Pemilihan ketua PSSI Askot Kota Sukabumi ini disaksikan langsung ketua Komite Eksekutif (exco) PSSI Asprov Jawa Barat, Hikmat Nuristiawan. Samsizar berhasil menyakinkan 15 klub sepak bola yang berada di bawah naungan PSSI Askot Kota Sukabumi.

Dalam kesempatannya, Samsizar yang juga pengusaha tahu ini mengungkapkan, pasca terpilih menjadi ketua, Ia bersama tim akan melakukan perumusan program kerja. Dimana, yang paling mendasar adalah pembinaan atlet usia muda. “Kita akan persiapkan atlet dari usia 13, 15 dan 17 tahun. Dan kita pun akan persiapkan atlet untuk terjun di Porda yang akan datang,” ujar Samsizar kepada awak media.

Ia berharap pada masa kepemimpinannya, olahraga sepak bola di Kota Sukabumi semakin berkembang dan bisa bersaing dengan daerah lain. Apalgi, kontingen Kota Sukabumi selalu tersingkir pada babak penyisihan grup Porda Jawa Barat. “Kita ingin, nanti Kota Sukabumi bisa ikut tampil pada pertandingan sesungguhnya,” harapnya.

Sementara itu, mantan ketua PSSI Askot Kota Sukabumi yang kini menjadi ketua Komite Eksekutif (exco) PSSI Asprov Jawa Barat, Hikmat Nuristiawan menambahkan, tampilnya perwakilan Kota Sukabumi di Jawa Barat harus bisa dimanfaatkan dengan baik.

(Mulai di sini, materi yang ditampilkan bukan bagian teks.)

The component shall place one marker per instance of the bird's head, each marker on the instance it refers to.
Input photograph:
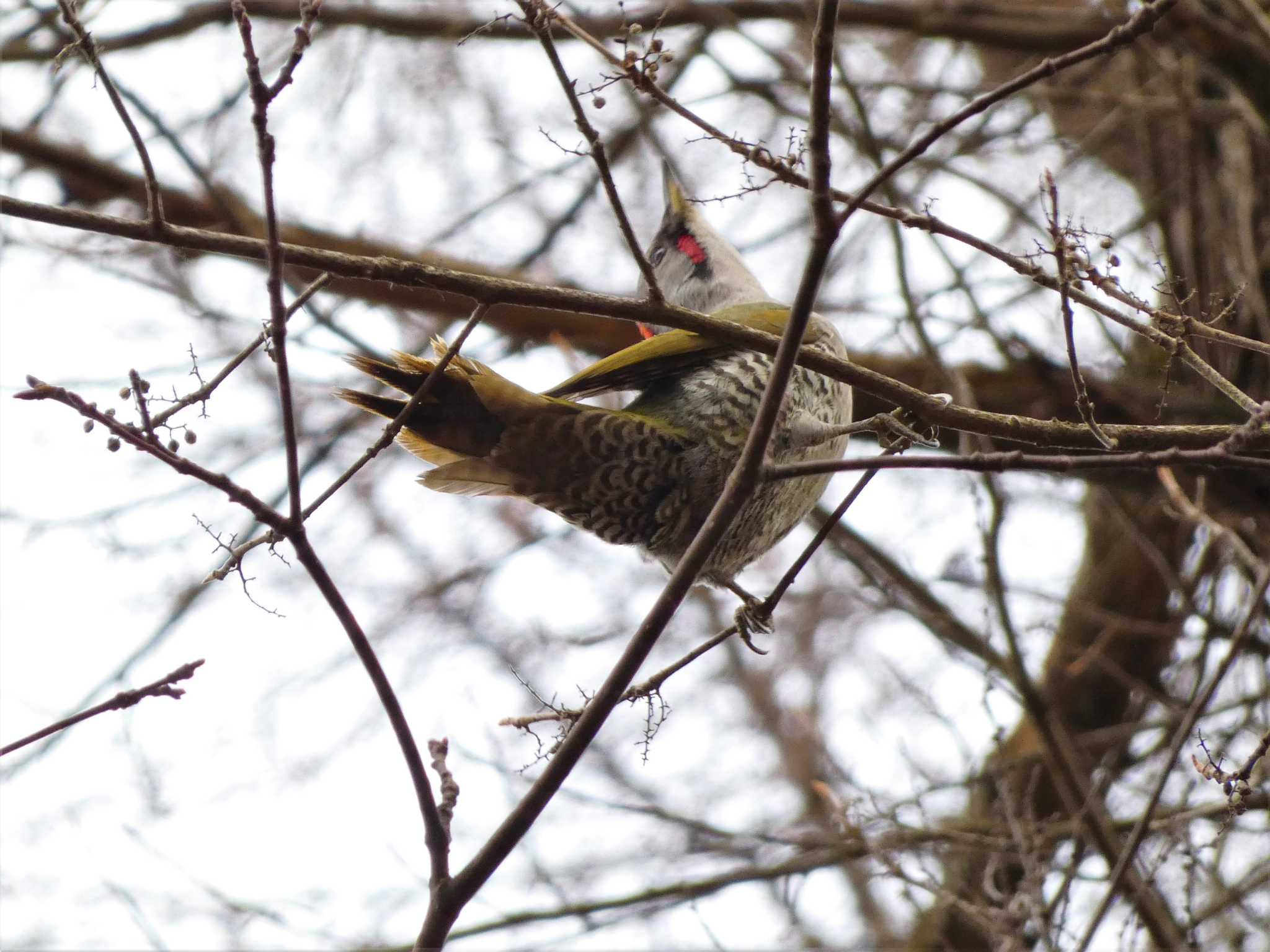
(694, 265)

Ia meminta, pemain, pelatih hingga wasit asal Kota Sukabumi harus memiliki lisensi dan jam terbang. Sehingga Kota Sukabumi tidak hanya dipandang sebelah mata oleh daerah lain. “Saya siap bantu dan harus dimanfaatkan kesempatan ini,” tambah Sogong sapaan karib Hikmat Nuristiawan.

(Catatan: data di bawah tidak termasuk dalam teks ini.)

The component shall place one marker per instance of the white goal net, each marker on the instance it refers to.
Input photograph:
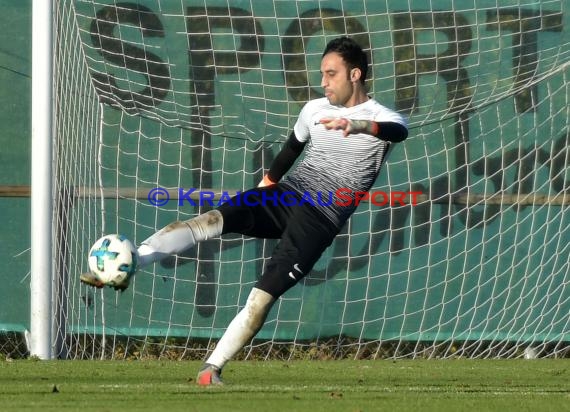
(199, 95)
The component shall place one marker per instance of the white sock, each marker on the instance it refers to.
(243, 327)
(180, 236)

Dirinya berpesan, Samsizar dan kolega bisa bersinergi dengan pemerintah daerah dan berbagai unsur. Diharapkan dengan itu, PSSI Askot Kota Sukabumi bisa berkembang dengan baik.

“Lapangan Suryakencana sebagai salah satu fasilitas penunjang sepak bola bisa kita manfaatkan dengan meminta untuk dikelola. Akan beda rasa kecintaanya mengelola lapang, dibandingkan oleh cabor lain,”imbuhnya.

Tidak hanya itu, Ia pun mewarning agar PSSI mendudukan diri sebagai organisasi independen yang tidak terlibat politik praktis. “PSSI jangan samapi dibawa keranah politik, tidak baik,” pungkasnya.